Could TriMet become a “free” (or nominally-priced) service?

There’s been discussion lately about the fare structure of Portland’s transit agencies–both the Streetcar and TriMet itself. Much focuses on the current disconnect between Streetcar pricing (currently a sweetheart deal, especially for Streetcar users who don’t use TriMet-badged services) and the rest of the system. TriMet’s fares are currently above the national average.

So here’s a hypothetical.

What about making the entire system free–or drastically reducing fares to a nominal level–less than 50c a ride or so (sufficient to discourage camping on busses), with annual passes costing no more than a couple hundred, rather than the $1000 you’ll pay today? TriMet’s farebox recovery ratio is about 25%, so this isn’t quite as far-fetched of an idea as it might seem. It would require other new revenue sources of about $100M/year (minus what passenger revenue remains under the new scheme) to keep service at the same level, but such a gesture might make other monies available.

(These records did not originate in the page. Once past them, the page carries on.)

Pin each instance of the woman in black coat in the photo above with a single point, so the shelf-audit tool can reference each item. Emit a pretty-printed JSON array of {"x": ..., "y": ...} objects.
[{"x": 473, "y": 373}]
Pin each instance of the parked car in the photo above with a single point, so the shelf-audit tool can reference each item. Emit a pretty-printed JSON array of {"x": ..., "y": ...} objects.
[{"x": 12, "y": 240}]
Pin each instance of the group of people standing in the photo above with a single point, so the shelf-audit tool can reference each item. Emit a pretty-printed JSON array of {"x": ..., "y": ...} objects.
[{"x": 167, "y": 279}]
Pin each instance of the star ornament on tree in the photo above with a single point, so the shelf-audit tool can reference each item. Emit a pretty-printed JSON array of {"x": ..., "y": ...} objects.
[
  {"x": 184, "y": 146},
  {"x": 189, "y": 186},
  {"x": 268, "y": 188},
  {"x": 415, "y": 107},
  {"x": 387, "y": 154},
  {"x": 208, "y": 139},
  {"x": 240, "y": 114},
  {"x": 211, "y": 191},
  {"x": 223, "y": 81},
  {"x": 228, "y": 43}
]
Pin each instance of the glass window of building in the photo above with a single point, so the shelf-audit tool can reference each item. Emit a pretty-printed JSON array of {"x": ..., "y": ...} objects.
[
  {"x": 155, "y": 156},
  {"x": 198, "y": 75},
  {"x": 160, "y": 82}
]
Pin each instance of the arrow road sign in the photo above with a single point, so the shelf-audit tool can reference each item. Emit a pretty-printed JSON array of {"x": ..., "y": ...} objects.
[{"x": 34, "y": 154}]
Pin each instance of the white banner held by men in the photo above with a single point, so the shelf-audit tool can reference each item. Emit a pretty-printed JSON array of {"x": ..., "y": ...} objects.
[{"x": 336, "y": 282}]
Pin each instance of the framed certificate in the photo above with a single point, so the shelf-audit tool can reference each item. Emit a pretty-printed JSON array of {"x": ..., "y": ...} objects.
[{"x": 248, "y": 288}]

  • How much would this boost ridership, particularly encouraging a shift from cars? For those who have a car in the garage, it takes about a 15-mile round trip to work and back (not counting tolls and parking, but counting things like fuel and maintenance) for a bus pass to be cheaper than driving; a dirt-cheap service would vastly alter this equation.
  • Would a combination of reduced fares and a higher payroll tax to plug the hole, be a politically saleable proposition?
  • What level of fares should be targeted in such a scenario?
  • How much would this increase demand for new services (crowding on existing routes, calls for new routes)?

Again, this is a hypothetical proposal, but one which seems interesting to discuss.